After business was done in the Louisiana House and the representatives started trickling away late Wednesday, a cabal of Democratic members asked to change the committees to which a handful of bills were assigned for review.
Four of the five bills seeking to be moved from the House Committee on the Administration of Criminal Justice to the House Judiciary Committee involved handling the U.S. Supreme Court’s ruling that non-unanimous jury verdicts were unconstitutional.
On close votes, two of the four jury verdict measures were moved, two were refused. One bill, dealing with victim reparations, also was moved to Judiciary.
“I was surprised that it got the level of push back that it did,” said Rep. Randal L. Gaines, who sponsored the main measure on dealing with the 1,500 inmates who remain in prison after the high court’s decision.

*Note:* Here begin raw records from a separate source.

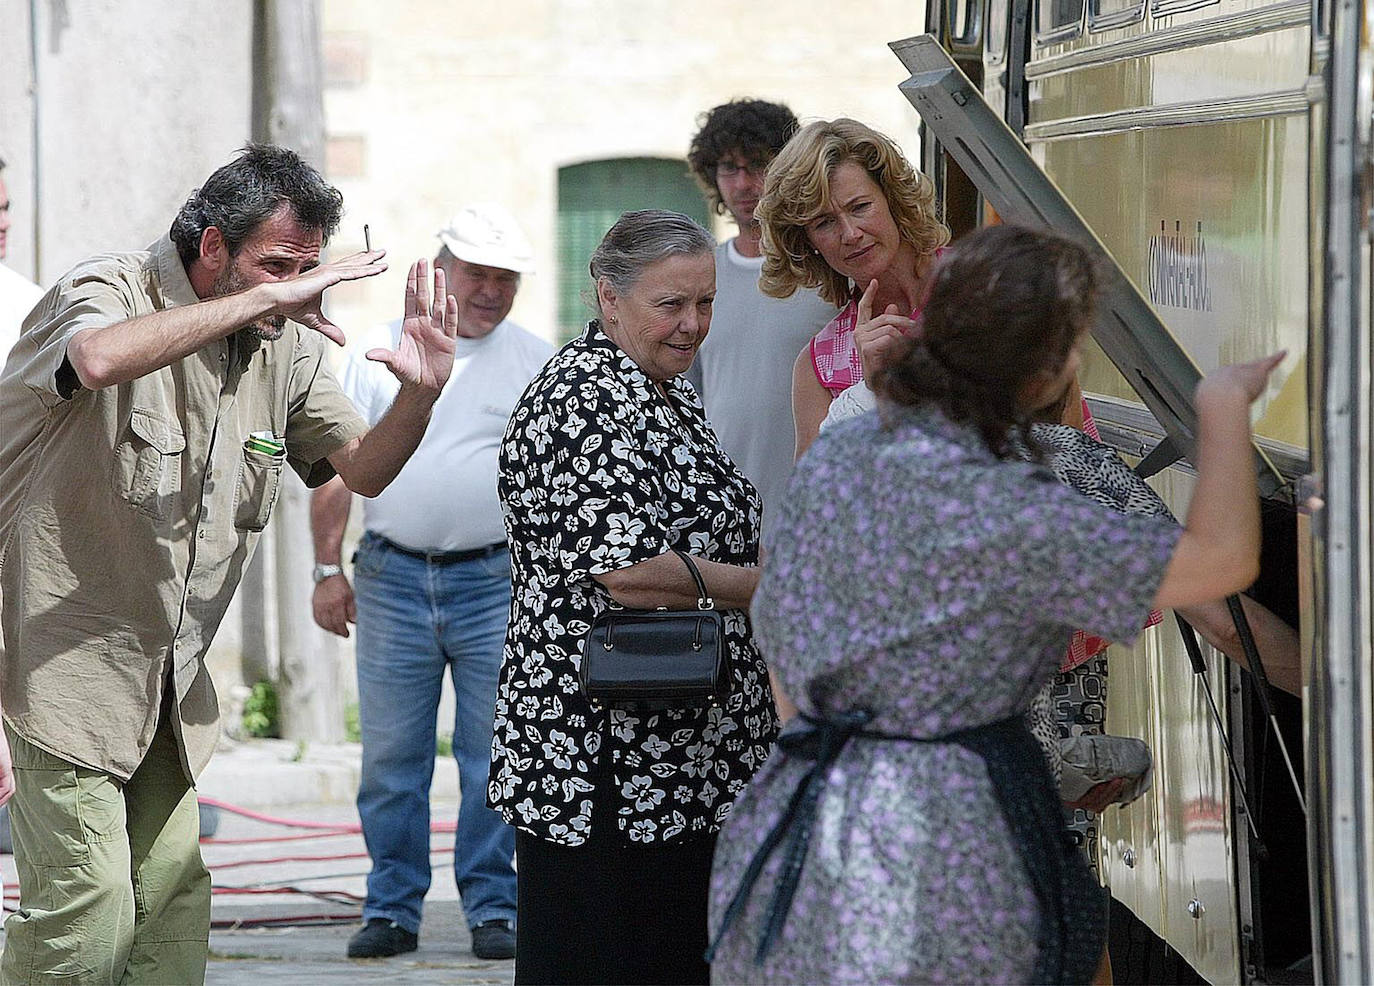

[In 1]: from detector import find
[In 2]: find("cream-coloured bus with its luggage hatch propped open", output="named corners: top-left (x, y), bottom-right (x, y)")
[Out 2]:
top-left (892, 0), bottom-right (1374, 983)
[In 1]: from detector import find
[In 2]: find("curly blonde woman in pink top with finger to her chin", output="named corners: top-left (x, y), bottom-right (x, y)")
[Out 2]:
top-left (756, 118), bottom-right (949, 459)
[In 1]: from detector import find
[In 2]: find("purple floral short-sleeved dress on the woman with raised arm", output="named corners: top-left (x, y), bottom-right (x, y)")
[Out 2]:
top-left (710, 409), bottom-right (1179, 983)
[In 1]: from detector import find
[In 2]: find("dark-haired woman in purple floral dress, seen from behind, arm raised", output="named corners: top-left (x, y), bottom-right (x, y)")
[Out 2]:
top-left (712, 227), bottom-right (1276, 983)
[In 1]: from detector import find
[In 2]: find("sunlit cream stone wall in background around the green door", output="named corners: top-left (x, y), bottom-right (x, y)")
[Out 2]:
top-left (323, 0), bottom-right (925, 343)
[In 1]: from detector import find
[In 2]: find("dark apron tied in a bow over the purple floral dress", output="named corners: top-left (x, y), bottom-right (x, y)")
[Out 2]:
top-left (706, 711), bottom-right (1107, 983)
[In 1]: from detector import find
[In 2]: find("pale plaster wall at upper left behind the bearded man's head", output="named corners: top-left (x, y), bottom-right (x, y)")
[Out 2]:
top-left (0, 0), bottom-right (253, 284)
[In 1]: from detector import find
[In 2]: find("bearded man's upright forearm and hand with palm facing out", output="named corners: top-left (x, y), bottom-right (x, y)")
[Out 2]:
top-left (328, 260), bottom-right (458, 497)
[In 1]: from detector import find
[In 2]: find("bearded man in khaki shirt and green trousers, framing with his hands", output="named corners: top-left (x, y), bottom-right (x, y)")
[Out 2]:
top-left (0, 144), bottom-right (458, 983)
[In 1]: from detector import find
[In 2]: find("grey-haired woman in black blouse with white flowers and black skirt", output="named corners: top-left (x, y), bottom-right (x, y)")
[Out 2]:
top-left (489, 211), bottom-right (776, 983)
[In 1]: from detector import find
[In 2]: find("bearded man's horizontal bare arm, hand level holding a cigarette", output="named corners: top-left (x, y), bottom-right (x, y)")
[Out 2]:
top-left (67, 250), bottom-right (386, 390)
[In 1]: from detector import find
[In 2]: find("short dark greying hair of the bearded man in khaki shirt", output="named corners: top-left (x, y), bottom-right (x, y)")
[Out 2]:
top-left (169, 143), bottom-right (344, 266)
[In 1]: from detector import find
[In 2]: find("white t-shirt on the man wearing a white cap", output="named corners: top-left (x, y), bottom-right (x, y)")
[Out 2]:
top-left (341, 319), bottom-right (554, 551)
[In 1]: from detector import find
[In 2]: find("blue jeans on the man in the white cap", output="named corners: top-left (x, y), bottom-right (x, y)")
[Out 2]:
top-left (353, 533), bottom-right (515, 932)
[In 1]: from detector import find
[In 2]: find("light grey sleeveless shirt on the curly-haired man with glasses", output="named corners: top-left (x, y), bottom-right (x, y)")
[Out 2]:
top-left (686, 240), bottom-right (835, 518)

A few weeks ago, when the bills were read into the record, House Speaker Clay Schexnayder, R-Gonzales, assigned them to the Criminal Justice committee, which has 10 Republicans, two Democrats and one without party affiliation.
Under the rules, a legislator can object to the assignment at that moment, said Rep. Matthew Willard, the New Orleans Democrat whose House Bill 577 would automatically require Louisiana law to comply with U.S. Supreme Court decisions, going forward and retroactively, which would free lawmakers from having to make uncomfortable votes.
The required task of assigning bills to committees is raced through while legislators chat amongst themselves. Willard said he couldn’t react fast enough to object – Schexnayder had already moved on another bill – so needed permission of the full House to move the bill to another committee.
With only 71 of the 104 members still in the chamber on Wednesday night, Willard’s request was refused on a vote of 32 to 39. Thirty-three representatives were absent.
The House also voted against moving House Bill 271, sponsored by Democratic New Orleans Rep. Jason Hughes. HB271 proposes to include non-unanimous jury verdicts among the grounds on which an inmate can apply for post-conviction relief. With a 38-38 vote, the measure will remain to be considered by the Criminal Justice committee.